Indeed, there is a broad consensus in educational practice that schools should be governed, managed, and designed flexibly in order to respond appropriately to the varied educational needs of diverse student populations. In fact, it is significantly because of this desire for flexibility in approach that the Florida Legislature enacted the OSP.

The Court's rigid interpretation of uniformity not only unjustifiably illegitimizes the OSP, but also hamstrings the State's capacity -- whether through charter schools, magnet schools, or other sorts of creative programs -- to adapt to particular student needs the means through which high-quality educational services are provided.
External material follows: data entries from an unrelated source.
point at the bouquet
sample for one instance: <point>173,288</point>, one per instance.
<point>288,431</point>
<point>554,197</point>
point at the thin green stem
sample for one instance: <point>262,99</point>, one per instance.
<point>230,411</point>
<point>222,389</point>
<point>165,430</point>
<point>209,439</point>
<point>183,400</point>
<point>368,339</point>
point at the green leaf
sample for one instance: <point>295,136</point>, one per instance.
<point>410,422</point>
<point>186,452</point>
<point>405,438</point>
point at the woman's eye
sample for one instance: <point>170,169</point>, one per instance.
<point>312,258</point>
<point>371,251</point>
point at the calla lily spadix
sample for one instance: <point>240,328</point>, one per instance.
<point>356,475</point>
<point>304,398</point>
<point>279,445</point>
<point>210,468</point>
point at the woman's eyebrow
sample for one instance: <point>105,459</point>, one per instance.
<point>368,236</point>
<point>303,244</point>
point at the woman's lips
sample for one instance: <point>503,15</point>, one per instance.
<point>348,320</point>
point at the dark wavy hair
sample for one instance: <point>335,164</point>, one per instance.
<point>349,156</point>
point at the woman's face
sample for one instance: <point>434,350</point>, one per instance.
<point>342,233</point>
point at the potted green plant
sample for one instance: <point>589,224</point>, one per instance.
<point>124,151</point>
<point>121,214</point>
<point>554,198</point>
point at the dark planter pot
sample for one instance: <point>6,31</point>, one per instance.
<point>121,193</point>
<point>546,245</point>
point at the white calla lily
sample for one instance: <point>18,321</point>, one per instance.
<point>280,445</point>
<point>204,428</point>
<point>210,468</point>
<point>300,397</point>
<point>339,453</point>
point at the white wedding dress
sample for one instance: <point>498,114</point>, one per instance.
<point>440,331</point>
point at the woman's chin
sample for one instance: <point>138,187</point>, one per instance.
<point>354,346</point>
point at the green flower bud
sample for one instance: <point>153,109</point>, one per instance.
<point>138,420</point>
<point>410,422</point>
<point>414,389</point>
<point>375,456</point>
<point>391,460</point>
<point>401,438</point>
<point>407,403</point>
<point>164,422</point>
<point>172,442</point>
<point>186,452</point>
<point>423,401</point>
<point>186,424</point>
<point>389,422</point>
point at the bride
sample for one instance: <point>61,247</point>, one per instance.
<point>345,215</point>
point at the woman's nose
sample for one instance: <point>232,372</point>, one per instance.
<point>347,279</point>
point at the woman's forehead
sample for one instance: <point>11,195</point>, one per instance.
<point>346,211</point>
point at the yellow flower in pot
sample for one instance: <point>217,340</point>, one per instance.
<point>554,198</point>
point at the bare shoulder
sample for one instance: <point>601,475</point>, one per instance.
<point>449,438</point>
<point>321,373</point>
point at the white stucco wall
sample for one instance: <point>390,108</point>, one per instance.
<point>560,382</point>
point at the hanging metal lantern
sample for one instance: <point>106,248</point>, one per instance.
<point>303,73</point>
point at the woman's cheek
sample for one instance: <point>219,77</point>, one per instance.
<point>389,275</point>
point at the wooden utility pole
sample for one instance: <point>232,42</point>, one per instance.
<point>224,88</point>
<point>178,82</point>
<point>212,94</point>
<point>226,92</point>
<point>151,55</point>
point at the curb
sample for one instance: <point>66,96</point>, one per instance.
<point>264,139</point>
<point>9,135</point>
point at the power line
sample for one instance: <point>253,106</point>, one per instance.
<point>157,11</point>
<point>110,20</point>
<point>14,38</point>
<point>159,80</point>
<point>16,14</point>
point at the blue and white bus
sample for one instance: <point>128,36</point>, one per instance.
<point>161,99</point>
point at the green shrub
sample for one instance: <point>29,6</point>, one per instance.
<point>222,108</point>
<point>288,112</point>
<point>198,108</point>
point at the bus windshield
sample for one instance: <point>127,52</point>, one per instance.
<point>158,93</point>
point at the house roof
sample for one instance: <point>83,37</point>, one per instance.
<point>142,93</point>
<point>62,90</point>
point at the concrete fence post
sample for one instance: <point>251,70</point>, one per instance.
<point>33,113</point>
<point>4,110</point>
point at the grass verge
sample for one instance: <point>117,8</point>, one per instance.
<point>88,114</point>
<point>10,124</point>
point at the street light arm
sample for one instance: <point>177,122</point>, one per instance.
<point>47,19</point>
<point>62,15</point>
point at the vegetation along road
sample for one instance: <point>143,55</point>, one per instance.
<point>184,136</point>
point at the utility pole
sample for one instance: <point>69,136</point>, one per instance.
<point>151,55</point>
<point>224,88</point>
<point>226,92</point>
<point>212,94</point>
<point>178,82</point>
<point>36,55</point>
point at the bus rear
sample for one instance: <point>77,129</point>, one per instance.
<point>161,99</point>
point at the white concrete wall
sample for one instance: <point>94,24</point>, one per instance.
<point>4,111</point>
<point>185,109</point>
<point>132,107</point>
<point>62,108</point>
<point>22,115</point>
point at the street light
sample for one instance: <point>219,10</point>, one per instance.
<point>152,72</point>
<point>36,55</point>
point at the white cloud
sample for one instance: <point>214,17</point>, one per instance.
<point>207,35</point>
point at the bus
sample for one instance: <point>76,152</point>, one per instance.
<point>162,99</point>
The Florida Court Should Have Deferred to the People's Judgment

In sum, the Supreme Court of Florida disrespected settled precedent requiring it to find legislative acts unconstitutional only if that conclusion was unavoidable. It transformed the affirmative requirement to establish quality public schools into a negative ban on government support for anything other than public schools. And it contorted the state constitution's vision of uniform, high-quality schools into a bland inflexibility concerning the substantive means through which effective education is attained. The Constitution simply does not prescribe - as the Court seemed to think - a "one-size-fits-all" education.

The Court's strained logic not only does a disservice to the needs of thousands of children, disproportionately poor and minority, ineffectively served by public schools, but also flouts longstanding rules of law admonishing courts to defer to the people's judgment, unless specifically and unambiguously compelled by constitutional mandate to do otherwise.


Shavar D. Jeffries is an Associate Professor of Law at Seton Hall Law School.